Walmart’s Q2 net income was up 53 percent to $7.89 billion, compared with $5.15 billion a year earlier. 

According to the company, "Customers visited Walmart’s stores and website more often and bought more when they did. Transactions increased by 2.9% and the average ticket rose by 3.4% for Walmart U.S."

Walmart International net sales were up 11 percent to $27 billion.

CNBC quotes Walmart CFO John David Rainey as saying that "Walmart saw 'modest improvement' in sales of big-ticket and discretionary items like electronics and home goods during the quarter. Sales of those products have been weaker for more than a year as Americans spend more on necessities like food.

"He said he feels better about spending patterns than he did three months ago. Yet he described the consumer as 'choiceful or discerning'."

Also from the CNBC story:

"Walmart has stood apart from other retailers such as Target, which have struggled with softer sales. It is better insulated from shoppers’ changing tastes and reactions to economic factors like high inflation because it sells more everyday staples as the nation’s largest grocer.

"Rainey said he continues to be surprised by consumers and their 'willingness to spend.' But he added they still want to to save money.

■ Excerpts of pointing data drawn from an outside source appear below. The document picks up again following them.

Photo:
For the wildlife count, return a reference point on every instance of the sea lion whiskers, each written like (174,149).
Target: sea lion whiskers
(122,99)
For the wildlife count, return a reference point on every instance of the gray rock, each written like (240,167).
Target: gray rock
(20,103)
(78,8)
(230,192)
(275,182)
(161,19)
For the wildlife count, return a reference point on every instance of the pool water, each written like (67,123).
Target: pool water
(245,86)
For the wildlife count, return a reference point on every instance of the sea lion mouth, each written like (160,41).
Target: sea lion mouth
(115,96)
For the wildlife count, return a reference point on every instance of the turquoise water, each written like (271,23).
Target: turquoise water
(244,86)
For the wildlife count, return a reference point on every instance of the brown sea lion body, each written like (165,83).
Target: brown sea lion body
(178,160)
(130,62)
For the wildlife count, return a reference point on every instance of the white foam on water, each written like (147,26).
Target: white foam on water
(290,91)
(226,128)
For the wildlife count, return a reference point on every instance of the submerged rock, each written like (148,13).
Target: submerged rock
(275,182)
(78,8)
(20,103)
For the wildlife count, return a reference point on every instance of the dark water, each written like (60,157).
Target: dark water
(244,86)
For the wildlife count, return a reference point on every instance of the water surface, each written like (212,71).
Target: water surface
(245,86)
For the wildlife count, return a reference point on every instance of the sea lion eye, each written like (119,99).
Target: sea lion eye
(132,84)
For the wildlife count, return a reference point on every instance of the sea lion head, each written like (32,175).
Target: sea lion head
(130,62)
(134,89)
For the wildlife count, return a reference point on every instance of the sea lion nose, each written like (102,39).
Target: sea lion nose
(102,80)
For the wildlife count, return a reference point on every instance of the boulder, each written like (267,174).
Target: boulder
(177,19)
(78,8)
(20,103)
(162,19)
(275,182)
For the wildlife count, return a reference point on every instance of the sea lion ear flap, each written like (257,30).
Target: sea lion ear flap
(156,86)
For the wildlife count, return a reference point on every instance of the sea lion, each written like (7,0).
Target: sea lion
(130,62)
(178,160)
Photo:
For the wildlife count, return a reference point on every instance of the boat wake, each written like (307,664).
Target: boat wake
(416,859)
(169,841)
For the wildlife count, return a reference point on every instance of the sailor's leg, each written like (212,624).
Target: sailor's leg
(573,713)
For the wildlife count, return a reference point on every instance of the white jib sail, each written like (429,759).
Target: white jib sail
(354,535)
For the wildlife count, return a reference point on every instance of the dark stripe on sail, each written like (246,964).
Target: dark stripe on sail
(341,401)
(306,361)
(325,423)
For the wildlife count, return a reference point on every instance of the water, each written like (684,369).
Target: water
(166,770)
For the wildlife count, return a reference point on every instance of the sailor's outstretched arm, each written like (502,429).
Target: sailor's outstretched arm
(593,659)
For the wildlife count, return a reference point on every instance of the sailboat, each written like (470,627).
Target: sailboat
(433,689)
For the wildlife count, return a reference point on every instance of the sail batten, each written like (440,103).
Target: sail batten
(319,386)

"Customers are buying more food from Walmart’s private brands, which typically cost less. In the grocery department at Walmart U.S., sales of private labels rose 9% year over year. Those brands make up 20% of Walmart’s total U.S. sales."


"Walmart has gained momentum with new revenue streams, too, including selling more advertisements and convincing more shoppers to sign up for its membership program, Walmart+. Those higher margin businesses are a major reason why CEO Doug McMillon has said he expects profits to grow faster than sales over the next five years.  That upward trajectory continued in the most recent quarter. Sales for Walmart Connect, the company’s advertising business in the U.S., grew 36% year over year."

From the Wall Street Journal coverage:

"Consumers are facing pressure on their budgets from rising energy prices, the return of federal student-loan payments, higher borrowing costs and a drawdown in savings, said Chief Executive Doug McMillon on a call with analysts Thursday. Some of these trends are global, he said … Profits at the parent of Walmart and Sam’s Club got a boost, in part because last year the company heavily discounted items to clear inventory as early buying trends of the pandemic came to a swift halt."

KC's View:

It does appear that Walmart's leadership team is doing pretty much everything right.

Challenges, of course, remain.  Amazon remains a tough and innovative competitor.  If the Kroger-Albertsons deal goes through, that combined company likely will be stronger.  Who knows if the FTC or organized labor interests will turn their attention to the company?  And, as Target has seen in recent months, unexpected events can dictate changes in consumer behavior and perception with which a retailer has to deal.

But there is little evidence that anybody at Walmart HQ is getting complacent.